[jdev] The future of Jabber/XMPP?

Fri Aug 27 11:36:55 CDT 2010

On Fri, Aug 27, 2010 at 8:42 PM, Evgeniy Khramtsov <xramtsov at gmail.com> wrote:
> 28.08.2010 01:18, Matthew Wild wrote:
>>
>> On 27 August 2010 16:12, Evgeniy Khramtsov<xramtsov at gmail.com>  wrote:
>>
>>>
>>> Good move, Remko. Now ejabberd will violate your synthetic rules for
>>> sure.
>>> I'm completely disappointed in XSF: noone cares about implementations
>>> feedback anymore, it is much more funny to flame implementation wars
>>> instead
>>> of make all implementations happy.
>>>
>>> So we ended from what we started: PEP doesn't scale.
>>>
>>>
>>
>> Do you have a better solution that doesn't have the issues your
>> implementation has? All we want are working specifications, and that's
>> what we're aiming to develop.
>>
>
> The question is what is better: increase traffic or increase server's
> memory? I think it is better to increase traffic a bit. This is not fatal,
> since all modern clients implementations has PEP support, so actually you
> don't need to filter anything.
>
>> The only cries I've heard that PEP doesn't scale seem to be coming
>> from folk involved in ejabberd. I'm not sure why that is.
>>
>
> Because writing XEPs where server should store foreign servers info is not a
> way to go. In fact, tight servers will double the data of each others:
> presences and resources. You can imagine the amount of data if server1 has
> 1M of users online and server2 has 2M of users online. Do you remember any
> other technologies where it takes place? HTTP, SMTP, SIP, etc? *Nowhere*.
> PEP design is a flaw.
>

Let's see.. 1M PEP nodes, with say.. 1K subscribers each. And server2
has max 2M resources.

On top, let's assume 10K different client configurations (i.e., 10K
caps hashes).

Here's what it might look like in Prosody:

1. A table of strings with all JIDs (2M resources * 3KB maximum JID
size = 6GB maximum).
2. A table of local accounts mapped to list of subscriptions. Each
subscription is just two pointers (one to a shared caps hash table,
and one to a JID). 1M * 64 bytes = 64MB (just roughly picked 64
bytes).
3. The caps hash table, mapping caps hashes to a list of +notify
namespaces. Assume one caps hash and list takes 4KB, we have 4KB * 10K
= 40MB (strings are shared, so this is likely a lot less).
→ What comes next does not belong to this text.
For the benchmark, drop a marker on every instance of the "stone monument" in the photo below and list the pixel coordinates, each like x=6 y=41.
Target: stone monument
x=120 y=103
This is a simplistic view, and the string table for example is strings
interned by Lua. I've tried to pick larger values than I actually
expect to see in the wild (e.g., I assumed everyone has 3KB JIDs).

But still, that's only a bit more than 6GB for a massive number of
nodes and subscriptions. I could even try simulating this, and don't
expect it to kill a server with hardware like jabber.org's.

I made the assumption that there are 10K different caps hashes. Let's
drop that now. Every resource has a unique caps hash (they are
malicious or crazy or something). That's.. 2M * 4K = 8GB of caps data.
The total is still under the 16GB of physical RAM jabber.org has :)

Mind you, this was only a quick back of the envelope calculation :)

--
Waqas Hussain